El arte, entiéndase en sentido tradicional, moderno o postmoderno, no es ciencia, aunque se le acerque o se valga de ella; y a la ciencia, cuando se le puede aplicar el apelativo arte, es solo en el sentido originario: como destreza alcanzada en el desenvolvimiento de alguna labor. Esta destreza, en su despliegue o efecto, puede ser percibida por la emoción y acertar, en el individuo, sentimientos afines a los del resultado artístico. No en balde se considera a la ciencia como uno de los grandes mitos de la contemporaneidad. Pero nunca en su esencia arte y ciencia pueden ser igualadas: la esencia del arte es emotiva, la de la ciencia es procesal, por tanto, pertenecen a estadios diferentes de conciencia.

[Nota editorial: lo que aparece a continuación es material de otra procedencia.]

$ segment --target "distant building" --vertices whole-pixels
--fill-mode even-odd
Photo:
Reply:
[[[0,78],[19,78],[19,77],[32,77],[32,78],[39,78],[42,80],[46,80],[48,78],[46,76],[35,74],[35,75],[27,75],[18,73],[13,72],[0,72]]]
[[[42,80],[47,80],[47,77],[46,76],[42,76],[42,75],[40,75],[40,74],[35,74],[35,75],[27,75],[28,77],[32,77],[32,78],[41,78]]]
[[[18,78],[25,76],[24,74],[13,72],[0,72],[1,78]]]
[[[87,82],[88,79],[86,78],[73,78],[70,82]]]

Para enfrentar un estilo, o un artista, o una obra particular, el criterio de la emoción no debe primar; la emoción puede acercar al historiador o al crítico a su objeto de estudio, pero mezcla, difumina y parcializa el juicio. Sólo con el análisis, el aislamiento total del objeto, se alcanzan sus valores únicos, los que distinguen al estilo, artista u obra. Sólo la separación total del objeto puede conectar e interrelacionar limpiamente al objeto con su entorno, su momento, el pasado, la historia. Así mismo lo emotivo al enfrentar la restauración, o al enfrentar el estudio de la restauración misma, puede dar lugar a criterios afines a la restauración estilística, o a los de un apasionamiento extremo por las ruinas, aún conociendo la crítica a LeDuc y a Ruskin y aún en pleno siglo XXI.
 
El desconocimiento acerca de las sustancias, o la falta de un análisis de carácter científico antes de proceder a limpiar una obra, puede llevar a acciones que evidencien los «arrepentimientos» de los autores; como en este caso, donde unos dedos ocultos por el pintor, han quedado al descubierto.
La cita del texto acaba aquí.